A cocktail sage shares his mulled wine recipe
As we know, mulled wine is not the sexiest name in the beverage lexicon. But that shouldn’t overlook the festive power of the stuff. A great recipe can turn a gathering into a real party, and a decent bottle of wine into the basis of a memorable, heartwarming drink you’ll want to make over and over again.
Let’s start by giving the mulled wine a new and improved name. How about hot spiced wine? Or, as the Germans say, gluhwein? Vino de los feriados? Anything will do. Most importantly, you need to know how to do it, as this product has become an international phenomenon, especially during the cold holiday season. It adds warming layers of spice and citrus and more to fine red wine, dressing it up as a holiday punch, whether you enjoy it hot, in your favorite mug or thermos.
Sage Cocktail Alicia Perry has one of the best mulled wine recipes, one she attributes to her bar manager Keivon Dashtizadeh. In case you don’t know Perry, she is an integral part of the cocktail party program and Polite provisions. She says Dashtizadeh recently came up with a wonderful version of mulled wine for the San Diego bar party menu.

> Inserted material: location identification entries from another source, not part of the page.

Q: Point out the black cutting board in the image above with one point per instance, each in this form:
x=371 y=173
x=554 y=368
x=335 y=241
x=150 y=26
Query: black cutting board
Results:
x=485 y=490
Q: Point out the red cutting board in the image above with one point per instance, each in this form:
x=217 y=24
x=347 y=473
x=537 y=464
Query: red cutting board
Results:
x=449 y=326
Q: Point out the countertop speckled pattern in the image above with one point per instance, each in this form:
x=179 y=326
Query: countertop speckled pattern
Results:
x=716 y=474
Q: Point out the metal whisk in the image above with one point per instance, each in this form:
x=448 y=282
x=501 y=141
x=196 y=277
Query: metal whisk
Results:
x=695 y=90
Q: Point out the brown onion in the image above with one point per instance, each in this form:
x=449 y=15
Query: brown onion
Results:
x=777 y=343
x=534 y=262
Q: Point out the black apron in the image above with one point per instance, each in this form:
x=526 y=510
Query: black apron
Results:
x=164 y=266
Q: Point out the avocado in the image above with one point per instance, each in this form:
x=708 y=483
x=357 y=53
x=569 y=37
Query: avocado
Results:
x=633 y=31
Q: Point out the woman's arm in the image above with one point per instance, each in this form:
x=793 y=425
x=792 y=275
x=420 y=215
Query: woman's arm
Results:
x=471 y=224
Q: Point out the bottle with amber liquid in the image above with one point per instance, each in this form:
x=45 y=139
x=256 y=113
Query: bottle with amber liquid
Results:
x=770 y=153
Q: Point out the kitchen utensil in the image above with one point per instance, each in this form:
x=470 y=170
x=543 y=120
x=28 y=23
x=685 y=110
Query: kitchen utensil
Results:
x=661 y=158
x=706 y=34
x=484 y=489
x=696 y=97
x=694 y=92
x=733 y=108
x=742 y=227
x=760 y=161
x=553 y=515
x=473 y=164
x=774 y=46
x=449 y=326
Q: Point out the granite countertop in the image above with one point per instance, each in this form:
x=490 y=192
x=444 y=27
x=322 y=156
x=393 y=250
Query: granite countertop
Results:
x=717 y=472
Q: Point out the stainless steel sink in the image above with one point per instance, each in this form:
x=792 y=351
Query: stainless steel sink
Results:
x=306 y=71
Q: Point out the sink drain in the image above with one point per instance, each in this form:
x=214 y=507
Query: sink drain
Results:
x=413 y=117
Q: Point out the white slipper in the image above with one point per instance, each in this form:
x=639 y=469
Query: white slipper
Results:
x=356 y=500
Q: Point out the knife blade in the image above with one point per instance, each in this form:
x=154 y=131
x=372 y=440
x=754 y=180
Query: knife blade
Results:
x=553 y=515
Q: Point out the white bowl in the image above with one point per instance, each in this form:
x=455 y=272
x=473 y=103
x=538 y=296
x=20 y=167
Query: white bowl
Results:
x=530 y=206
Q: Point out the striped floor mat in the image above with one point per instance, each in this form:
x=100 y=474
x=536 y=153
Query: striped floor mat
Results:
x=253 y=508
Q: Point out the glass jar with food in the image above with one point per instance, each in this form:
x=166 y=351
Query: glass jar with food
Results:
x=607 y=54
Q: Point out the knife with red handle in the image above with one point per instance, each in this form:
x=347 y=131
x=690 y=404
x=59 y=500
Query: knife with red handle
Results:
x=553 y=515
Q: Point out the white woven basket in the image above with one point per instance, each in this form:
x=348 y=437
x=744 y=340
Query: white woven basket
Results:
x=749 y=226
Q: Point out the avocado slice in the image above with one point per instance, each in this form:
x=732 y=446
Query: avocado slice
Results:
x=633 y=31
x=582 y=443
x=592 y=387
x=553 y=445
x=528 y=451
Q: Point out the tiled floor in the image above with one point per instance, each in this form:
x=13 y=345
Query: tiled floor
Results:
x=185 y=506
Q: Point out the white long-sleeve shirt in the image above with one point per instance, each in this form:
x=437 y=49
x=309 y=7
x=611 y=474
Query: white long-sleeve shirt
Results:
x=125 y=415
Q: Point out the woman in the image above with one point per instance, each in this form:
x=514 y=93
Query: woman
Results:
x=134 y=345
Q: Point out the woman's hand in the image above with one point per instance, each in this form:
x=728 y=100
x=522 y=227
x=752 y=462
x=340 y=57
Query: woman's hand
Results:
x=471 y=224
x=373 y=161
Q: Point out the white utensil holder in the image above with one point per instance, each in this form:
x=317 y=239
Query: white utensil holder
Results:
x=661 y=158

“The great thing about mulled wines is that the recipe can be quite versatile and include various wines, fortified wines, and a range of spices,” says Perry. This, of course, is music to The Manual’s ears as we love to play around with various recipe templates. While you’re blending at home, try plugging in things like port, brandy and sherry or different varietals like malbec or amarone.

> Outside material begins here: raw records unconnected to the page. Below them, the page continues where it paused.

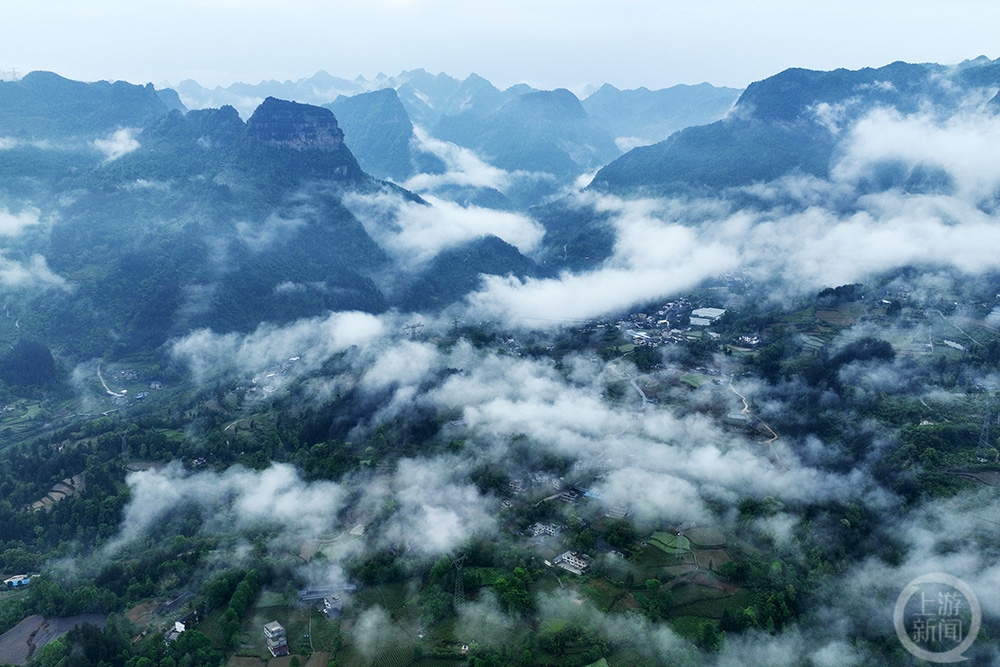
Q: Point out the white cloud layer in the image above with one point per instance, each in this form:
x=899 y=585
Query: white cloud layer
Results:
x=829 y=236
x=117 y=144
x=414 y=233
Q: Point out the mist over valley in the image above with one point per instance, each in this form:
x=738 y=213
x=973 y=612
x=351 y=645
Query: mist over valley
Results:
x=419 y=371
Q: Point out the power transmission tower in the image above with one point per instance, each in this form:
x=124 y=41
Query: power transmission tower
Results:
x=459 y=579
x=985 y=451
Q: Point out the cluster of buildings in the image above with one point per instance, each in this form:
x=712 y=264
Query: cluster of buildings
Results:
x=668 y=324
x=573 y=561
x=277 y=641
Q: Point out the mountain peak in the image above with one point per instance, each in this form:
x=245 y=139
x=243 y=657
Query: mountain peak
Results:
x=297 y=126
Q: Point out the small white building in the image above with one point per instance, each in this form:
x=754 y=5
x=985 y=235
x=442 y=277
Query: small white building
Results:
x=574 y=562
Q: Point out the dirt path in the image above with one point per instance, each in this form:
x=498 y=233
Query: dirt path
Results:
x=774 y=436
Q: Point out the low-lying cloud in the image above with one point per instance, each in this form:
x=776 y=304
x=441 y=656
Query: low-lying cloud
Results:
x=118 y=144
x=812 y=233
x=414 y=233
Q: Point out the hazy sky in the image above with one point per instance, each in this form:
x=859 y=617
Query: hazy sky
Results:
x=547 y=43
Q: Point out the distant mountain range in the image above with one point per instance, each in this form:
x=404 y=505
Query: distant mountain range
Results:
x=133 y=219
x=551 y=134
x=791 y=122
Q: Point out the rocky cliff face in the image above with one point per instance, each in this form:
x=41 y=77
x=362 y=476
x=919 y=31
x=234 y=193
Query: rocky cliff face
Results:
x=300 y=127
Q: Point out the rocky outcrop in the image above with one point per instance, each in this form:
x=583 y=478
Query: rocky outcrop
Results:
x=301 y=127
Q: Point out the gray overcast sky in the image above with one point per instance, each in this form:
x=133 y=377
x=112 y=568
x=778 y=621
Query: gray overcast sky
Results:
x=547 y=43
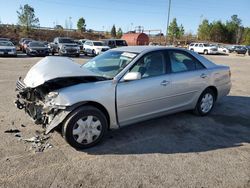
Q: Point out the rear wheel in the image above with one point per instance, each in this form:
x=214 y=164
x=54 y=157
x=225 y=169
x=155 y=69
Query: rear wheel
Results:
x=85 y=127
x=205 y=103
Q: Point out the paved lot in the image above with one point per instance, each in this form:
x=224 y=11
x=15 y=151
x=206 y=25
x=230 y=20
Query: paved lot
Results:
x=180 y=150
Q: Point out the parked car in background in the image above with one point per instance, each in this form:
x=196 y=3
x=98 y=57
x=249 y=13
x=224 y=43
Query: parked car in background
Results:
x=204 y=48
x=4 y=39
x=94 y=47
x=36 y=48
x=25 y=44
x=223 y=49
x=7 y=48
x=117 y=88
x=64 y=46
x=21 y=42
x=83 y=41
x=154 y=44
x=80 y=45
x=238 y=49
x=248 y=49
x=114 y=43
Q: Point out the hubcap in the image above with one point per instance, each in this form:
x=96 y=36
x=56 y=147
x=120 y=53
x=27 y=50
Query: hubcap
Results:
x=87 y=129
x=207 y=103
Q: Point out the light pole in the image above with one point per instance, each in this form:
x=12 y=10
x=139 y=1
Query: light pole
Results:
x=169 y=5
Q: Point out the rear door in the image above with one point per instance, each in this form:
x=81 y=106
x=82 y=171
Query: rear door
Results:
x=144 y=98
x=188 y=78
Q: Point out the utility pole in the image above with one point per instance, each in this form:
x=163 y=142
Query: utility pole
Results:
x=169 y=5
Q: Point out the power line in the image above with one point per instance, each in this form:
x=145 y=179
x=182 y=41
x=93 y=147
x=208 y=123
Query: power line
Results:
x=100 y=8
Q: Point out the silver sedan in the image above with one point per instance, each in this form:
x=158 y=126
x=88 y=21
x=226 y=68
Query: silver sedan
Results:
x=120 y=87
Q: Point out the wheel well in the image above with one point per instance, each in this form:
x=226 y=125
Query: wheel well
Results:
x=97 y=105
x=214 y=89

“The recipe included below is high in sugar, because we wanted to use it in a wine-based cocktail,” Perry continues (she calls it a mulled wine cordial, which is perhaps the best name yet.). “However, this recipe would be wonderful to use with less sugar to make a traditional mulled wine.”

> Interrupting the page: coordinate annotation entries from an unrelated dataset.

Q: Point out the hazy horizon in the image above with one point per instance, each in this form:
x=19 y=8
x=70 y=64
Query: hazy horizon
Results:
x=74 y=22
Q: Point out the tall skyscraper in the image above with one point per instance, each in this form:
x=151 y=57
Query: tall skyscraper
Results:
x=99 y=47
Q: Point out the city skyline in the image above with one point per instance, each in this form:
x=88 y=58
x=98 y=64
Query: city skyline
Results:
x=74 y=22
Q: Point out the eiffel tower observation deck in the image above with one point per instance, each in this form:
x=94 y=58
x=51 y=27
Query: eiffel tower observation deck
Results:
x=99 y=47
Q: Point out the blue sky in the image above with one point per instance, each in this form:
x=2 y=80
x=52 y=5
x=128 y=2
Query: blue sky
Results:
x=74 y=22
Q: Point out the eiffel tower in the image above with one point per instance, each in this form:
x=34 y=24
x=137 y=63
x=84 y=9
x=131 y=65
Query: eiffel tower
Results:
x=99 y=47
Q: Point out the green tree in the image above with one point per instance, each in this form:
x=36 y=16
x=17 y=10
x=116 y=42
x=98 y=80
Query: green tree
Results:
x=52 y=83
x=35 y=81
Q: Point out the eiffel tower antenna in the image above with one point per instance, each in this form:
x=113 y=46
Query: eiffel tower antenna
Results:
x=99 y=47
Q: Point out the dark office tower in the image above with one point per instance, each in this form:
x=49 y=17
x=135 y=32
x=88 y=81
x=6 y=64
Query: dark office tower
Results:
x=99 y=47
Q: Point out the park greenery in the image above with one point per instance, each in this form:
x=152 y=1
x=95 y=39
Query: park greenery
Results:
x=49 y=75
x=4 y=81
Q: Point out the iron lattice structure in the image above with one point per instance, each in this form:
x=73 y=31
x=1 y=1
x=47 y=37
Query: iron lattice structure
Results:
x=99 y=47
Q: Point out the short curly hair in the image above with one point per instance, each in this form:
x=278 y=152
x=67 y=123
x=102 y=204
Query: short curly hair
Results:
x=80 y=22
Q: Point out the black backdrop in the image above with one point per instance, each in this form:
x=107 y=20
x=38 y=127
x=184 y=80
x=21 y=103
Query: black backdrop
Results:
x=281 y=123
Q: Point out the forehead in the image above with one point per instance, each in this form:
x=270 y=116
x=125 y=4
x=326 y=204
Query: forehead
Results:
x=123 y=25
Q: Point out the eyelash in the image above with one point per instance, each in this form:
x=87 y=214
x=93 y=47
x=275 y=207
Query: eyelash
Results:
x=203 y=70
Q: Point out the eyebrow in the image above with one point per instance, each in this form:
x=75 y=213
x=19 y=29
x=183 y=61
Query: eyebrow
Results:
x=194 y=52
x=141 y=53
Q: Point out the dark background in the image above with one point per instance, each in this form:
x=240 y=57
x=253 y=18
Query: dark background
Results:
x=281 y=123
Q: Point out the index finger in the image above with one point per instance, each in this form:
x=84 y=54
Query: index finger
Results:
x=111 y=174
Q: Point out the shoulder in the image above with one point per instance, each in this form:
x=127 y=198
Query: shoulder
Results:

So start here when it comes to a nice spicy holiday wine but tinker around here and there to taste, especially when it comes to adding sugar. As Perry suggests, you can make things ahead and chill them until ready to serve. If you plan to do this the same day, consider assembling the wine in a slow cooker on the lowest setting. You’ll want to strain before serving, but you can keep all the solids in the stovetop base and just add more liquid if your party requires multiple batches. This is a great way to extend the shelf life of additions like cinnamon and orange zest (but do it according to taste, as those flavors will wear out eventually).
The recipe proposed by Perry brings the unique notes of a good Spanish sherry, isolated by the warm spices and black fruits and pepper often offered by a Cab Franc. If you’re in the mood for toppings, add a few more spices and a few citrus chunks, or a proven cinnamon stick.
- 1 liter of cabernet franc
- 2 ounces of Pedro Ximenez Sherry
- 1 gram of cloves
- 1 gram of star anise
- 2 grams of cardamom pods
- 5 grams of cinnamon
- zest of 2 oranges
- 400 grams of cane sugar
- Bring all the ingredients to a boil in a saucepan over low heat.
- Simmer 25 minutes to allow the sugar to dissolve.
- Finely filter the final product and store it in a cooler in a sealed container until ready to use.